Böhm M, Wieland I, Schütze K, Rübben H
Urologische Klinik, Universitätsklinikum Essen, Germany.
Am J Pathol. 1997 Jul;151(1):63-7.
The analysis of tissue-specific genetic alterations depends on the selective procurement of homogeneous cell populations. Microbeam microdissection of membrane-mounted native tissue (MOMeNT) permits the rapid, selective, and low-contamination procurement of tumor or other cells from histological sections by non-thermic non-contact laser microdissection. Tissue sections are mounted on a specifically designed ultrathin transparent supporter membrane. Tissue together with the membrane are then dissected with an ultraviolet (337-nm) pulsed laser microbeam coupled into a robot-stage microscope. The ultraviolet laser causes dissection by cold photolysis due to the high photon density of the microbeam rather than by local heating. The track of the laser microbeam can be preselected freely on a video screen, and the size and form of the dissectates can thus be adapted to the histological features of the section with a delineation accuracy in the micron range. Polymerase chain reaction amplification of DNA from the dissectates is not impaired, and tumor-specific loss of heterozygosity of the APC gene as well as homozygous deletion of the MTS1 gene are demonstrated in bladder carcinomas. Taken together, microbeam MOMeNT is a novel technique that utilizes membrane-based microdissection by an ultraviolet laser microbeam, thus providing a flexible, easy-to-use high-performance tool for the molecular pathologist.

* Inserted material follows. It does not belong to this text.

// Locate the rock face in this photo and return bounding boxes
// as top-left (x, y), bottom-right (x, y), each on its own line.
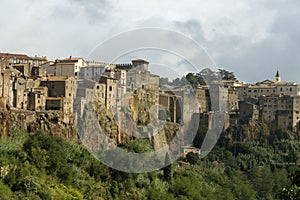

组织特异性基因改变的分析依赖于均一细胞群体的选择性获取。膜载天然组织微束显微切割技术(MOMeNT)可通过非热非接触激光显微切割,从组织学切片中快速、选择性且低污染地获取肿瘤细胞或其他细胞。组织切片被置于专门设计的超薄透明支持膜上。然后,将组织连同该膜一起用耦合到机器人载物台显微镜的紫外(337纳米)脉冲激光微束进行切割。由于微束的高光子密度,紫外激光通过冷光解作用而非局部加热来实现切割。激光微束的轨迹可在视频屏幕上自由预选,因此所切割物的大小和形状可根据切片的组织学特征进行调整,其轮廓精度可达微米范围。从所切割物中提取的DNA进行聚合酶链反应扩增未受影响,并且在膀胱癌中证实了APC基因的肿瘤特异性杂合性缺失以及MTS1基因的纯合缺失。综上所述,微束MOMeNT是一种利用紫外激光微束进行基于膜的显微切割的新技术,从而为分子病理学家提供了一种灵活、易用的高性能工具。